Summary

Based on a realistic physical model of the image-formation process, we have developed a maximum-likelihood estimator for the 3-D position of a fluorescent particle from a focal series of brightfield micrographs. We do also provide theoretical resolution bounds that are well beyond the classical Rayleigh limit.

Introduction

The localization of nanoparticles plays an increasing role in fluorescence microscopy. A key application is particle tracking for the observation of molecular dynamics. In that context, it is highly desirable to be able to determine a the position of a particle with sub-resolution accuracy (at the nanometer scale). A research team has also recently proposed a new microscopy technique (Betzig et al., Science, 2006)—termed photoactivated localization microscopy—whose central component is a least-squares fitting algorithm that allows the precise localization of single fluorescent molecules.

Main Contribution

In many experimental setups involving modern microscope optics, the point-spread function (PSF) of the system is nonstationary due to a mismatch between the refractive indices of the immersion medium and the specimen. This phenomenon needs to be taken into account in order to achieve accurate localization results. Therefore, we proposed an image-formation model that combines a state-of-the-art PSF model with a statistical formulation of acquisition noise. Based on this, we formulated a maximum-likelihood estimator for the 3-D position of a particle.
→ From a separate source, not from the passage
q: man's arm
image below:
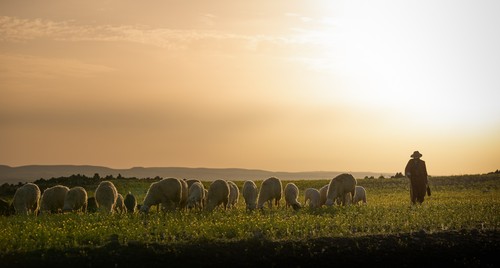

To test the performance of the estimator, we established a theoretical limit on the attainable localization accuracy using Cramér-Rao bounds. These have shown that the localization accuracy along the optical axis is similar to that within the imaging plane, and can be as good as a few nanometers. In practice, using fluorescent beads, we have been able to demonstrate localization accuracies of the order of 10-15 nm, using a conventional widefield fluorescence microscope.